Jordan's documentaries feature practitioners working in life sciences, such as ecology and botany, as well as from the fields of anthropology and healthcare.

== Work ==
Jordan's short films include The Atom Station, made in Iceland, featuring environmental activist Ómar Ragnarsson; Thought Broadcasting;'The Entangled Forest, featuring ecologist Suzanne Simard; and Concrete Forms of Resistance.

Jordan's work has been shown at international galleries, museums and film festivals.
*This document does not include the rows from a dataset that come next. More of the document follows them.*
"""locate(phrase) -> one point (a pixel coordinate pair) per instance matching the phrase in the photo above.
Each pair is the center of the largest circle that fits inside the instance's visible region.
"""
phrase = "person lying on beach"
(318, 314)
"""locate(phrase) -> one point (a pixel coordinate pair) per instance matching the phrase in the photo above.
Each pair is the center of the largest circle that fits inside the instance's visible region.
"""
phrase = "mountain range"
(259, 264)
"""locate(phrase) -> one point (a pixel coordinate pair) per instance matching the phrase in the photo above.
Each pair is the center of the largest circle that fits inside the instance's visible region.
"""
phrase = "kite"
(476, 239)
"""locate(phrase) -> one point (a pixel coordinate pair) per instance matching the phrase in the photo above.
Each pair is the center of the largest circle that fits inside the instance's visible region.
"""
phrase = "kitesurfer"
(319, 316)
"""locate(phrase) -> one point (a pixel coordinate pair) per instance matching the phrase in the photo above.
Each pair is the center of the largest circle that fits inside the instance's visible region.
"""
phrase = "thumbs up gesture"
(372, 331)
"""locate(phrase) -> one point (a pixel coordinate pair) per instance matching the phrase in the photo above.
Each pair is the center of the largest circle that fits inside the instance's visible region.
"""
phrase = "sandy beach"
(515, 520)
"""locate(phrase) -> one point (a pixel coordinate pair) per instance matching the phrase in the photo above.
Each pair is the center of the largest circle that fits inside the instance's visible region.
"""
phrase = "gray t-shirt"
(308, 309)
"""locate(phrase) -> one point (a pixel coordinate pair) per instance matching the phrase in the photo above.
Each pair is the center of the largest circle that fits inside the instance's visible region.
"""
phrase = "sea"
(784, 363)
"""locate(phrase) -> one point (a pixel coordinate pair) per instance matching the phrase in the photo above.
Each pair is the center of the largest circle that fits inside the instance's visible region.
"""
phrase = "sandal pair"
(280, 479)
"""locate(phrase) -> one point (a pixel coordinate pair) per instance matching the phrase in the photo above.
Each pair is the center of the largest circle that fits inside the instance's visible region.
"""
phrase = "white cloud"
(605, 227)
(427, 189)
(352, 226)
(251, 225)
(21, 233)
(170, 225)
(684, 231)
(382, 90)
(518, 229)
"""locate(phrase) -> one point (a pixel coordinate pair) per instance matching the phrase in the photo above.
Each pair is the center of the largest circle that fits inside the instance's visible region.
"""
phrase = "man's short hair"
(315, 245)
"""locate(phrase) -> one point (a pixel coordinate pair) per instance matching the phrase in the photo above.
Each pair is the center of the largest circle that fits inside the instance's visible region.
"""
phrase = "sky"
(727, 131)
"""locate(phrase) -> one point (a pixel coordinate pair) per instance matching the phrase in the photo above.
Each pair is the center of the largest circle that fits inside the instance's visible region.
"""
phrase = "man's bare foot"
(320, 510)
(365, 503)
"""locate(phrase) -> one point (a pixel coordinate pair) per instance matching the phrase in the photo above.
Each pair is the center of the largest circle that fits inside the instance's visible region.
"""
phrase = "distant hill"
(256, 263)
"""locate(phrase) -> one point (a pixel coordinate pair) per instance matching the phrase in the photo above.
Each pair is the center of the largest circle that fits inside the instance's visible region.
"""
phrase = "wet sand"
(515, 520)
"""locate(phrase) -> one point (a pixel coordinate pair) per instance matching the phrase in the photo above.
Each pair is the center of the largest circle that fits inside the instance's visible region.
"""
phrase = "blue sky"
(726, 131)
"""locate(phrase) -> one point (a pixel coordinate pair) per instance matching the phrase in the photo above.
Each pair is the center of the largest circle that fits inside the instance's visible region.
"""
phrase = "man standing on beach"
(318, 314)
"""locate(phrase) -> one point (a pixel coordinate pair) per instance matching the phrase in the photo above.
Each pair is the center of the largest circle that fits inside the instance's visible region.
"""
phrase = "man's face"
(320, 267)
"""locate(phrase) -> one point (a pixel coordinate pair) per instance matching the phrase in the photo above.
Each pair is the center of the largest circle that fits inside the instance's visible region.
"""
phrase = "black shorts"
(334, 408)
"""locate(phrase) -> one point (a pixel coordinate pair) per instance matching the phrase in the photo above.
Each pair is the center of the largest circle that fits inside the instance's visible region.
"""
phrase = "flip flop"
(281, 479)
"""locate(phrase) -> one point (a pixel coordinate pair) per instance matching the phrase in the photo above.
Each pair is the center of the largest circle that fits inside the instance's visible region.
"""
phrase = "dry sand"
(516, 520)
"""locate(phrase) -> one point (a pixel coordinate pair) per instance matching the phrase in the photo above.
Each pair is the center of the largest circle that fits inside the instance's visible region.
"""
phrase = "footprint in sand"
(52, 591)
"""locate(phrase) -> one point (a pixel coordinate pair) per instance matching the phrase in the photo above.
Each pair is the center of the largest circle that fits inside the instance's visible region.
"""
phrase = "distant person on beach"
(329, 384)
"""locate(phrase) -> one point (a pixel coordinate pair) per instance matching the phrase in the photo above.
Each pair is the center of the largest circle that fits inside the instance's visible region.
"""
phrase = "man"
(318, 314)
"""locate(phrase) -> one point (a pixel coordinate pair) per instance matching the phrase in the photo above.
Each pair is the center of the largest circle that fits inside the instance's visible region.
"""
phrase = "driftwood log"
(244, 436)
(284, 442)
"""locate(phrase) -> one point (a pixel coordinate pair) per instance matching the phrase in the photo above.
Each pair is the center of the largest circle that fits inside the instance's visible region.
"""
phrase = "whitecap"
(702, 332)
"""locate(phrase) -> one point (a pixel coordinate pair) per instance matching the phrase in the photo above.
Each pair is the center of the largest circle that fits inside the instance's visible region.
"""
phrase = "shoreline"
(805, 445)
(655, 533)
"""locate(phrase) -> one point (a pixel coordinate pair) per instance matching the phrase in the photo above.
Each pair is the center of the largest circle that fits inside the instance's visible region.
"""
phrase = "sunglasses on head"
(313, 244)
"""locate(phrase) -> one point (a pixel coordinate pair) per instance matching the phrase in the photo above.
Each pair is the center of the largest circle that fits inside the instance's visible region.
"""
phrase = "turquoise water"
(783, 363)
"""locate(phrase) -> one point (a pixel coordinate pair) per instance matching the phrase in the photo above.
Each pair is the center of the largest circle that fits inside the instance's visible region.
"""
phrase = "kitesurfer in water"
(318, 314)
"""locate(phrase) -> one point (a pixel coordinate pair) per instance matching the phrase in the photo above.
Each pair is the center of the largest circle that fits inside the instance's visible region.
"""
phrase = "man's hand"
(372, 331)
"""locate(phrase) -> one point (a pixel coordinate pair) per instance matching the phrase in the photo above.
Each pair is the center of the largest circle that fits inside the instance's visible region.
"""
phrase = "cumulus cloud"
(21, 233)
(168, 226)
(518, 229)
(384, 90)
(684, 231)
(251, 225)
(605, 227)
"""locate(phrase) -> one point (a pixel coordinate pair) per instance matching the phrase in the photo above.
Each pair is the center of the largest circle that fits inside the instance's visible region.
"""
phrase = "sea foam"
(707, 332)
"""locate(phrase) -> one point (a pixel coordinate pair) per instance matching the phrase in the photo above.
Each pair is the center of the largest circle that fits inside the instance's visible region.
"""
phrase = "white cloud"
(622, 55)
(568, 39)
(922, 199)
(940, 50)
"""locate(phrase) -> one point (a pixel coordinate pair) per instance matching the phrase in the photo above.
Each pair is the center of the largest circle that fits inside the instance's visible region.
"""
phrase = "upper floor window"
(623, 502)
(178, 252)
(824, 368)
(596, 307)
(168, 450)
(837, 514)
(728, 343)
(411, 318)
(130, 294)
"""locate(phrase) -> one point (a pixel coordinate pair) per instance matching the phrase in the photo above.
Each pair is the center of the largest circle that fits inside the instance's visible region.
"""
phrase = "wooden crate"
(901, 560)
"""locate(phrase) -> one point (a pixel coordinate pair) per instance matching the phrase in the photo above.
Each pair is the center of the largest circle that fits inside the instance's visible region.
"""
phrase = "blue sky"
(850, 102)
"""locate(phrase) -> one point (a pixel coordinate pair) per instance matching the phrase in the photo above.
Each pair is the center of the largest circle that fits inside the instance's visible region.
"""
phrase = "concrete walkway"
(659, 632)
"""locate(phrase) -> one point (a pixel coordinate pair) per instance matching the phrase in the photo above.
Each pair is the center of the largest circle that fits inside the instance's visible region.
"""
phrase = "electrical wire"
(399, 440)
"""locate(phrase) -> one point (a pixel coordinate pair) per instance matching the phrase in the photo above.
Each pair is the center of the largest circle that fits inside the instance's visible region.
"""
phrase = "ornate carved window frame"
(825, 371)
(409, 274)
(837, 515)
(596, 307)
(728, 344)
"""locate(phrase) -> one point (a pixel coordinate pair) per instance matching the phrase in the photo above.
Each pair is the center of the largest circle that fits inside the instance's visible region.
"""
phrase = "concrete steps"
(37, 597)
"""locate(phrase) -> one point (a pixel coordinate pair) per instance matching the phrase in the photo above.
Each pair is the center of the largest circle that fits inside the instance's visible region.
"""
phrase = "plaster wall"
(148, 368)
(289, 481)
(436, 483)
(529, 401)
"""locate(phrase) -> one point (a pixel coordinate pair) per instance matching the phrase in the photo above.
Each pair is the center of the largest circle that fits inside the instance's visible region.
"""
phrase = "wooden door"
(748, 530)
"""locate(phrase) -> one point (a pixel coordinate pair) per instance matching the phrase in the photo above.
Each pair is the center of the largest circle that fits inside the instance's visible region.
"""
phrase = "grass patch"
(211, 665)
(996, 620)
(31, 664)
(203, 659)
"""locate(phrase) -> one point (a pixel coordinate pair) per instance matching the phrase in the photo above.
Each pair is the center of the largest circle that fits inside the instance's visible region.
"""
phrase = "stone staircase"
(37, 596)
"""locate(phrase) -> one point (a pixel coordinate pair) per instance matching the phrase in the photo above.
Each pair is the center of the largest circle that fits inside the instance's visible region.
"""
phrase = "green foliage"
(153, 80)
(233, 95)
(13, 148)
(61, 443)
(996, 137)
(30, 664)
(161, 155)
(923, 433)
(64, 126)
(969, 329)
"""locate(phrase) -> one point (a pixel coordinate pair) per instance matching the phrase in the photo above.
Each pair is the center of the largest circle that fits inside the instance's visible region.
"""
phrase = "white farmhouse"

International film festivals include CPH:DOX, Clermont-Ferrand International Short Film Festival, and Tampere Film Festival.

Jordan has also collaborated with artist Jacob Cartwright.

Jordan is the festival curator of Braziers International Film Festival, an annual three-day event held at Braziers Park.

== Publications ==
The artist's publications include Alien Invaders, published by Book Works, which takes the form of a guidebook to non-native species found in Britain, and the effects on native wildlife.

Other publications include Larksong chapbook and vinyl soundtrack album (British Textile Biennial/Folklore Tapes, 2023); Some Mild Peril (Castlefield Gallery, 2004);The Audubon Trilogy (Dedecus, 2010), a chapbook and series of short films drawn from the writings of 19th-century artist and frontiersman John James Audubon, following his escapades along the Ohio River and Mississippi River; and Heaven, Hell and Other Places, a documentary on Emanuel Swedenborg, commissioned by The Swedenborg Society.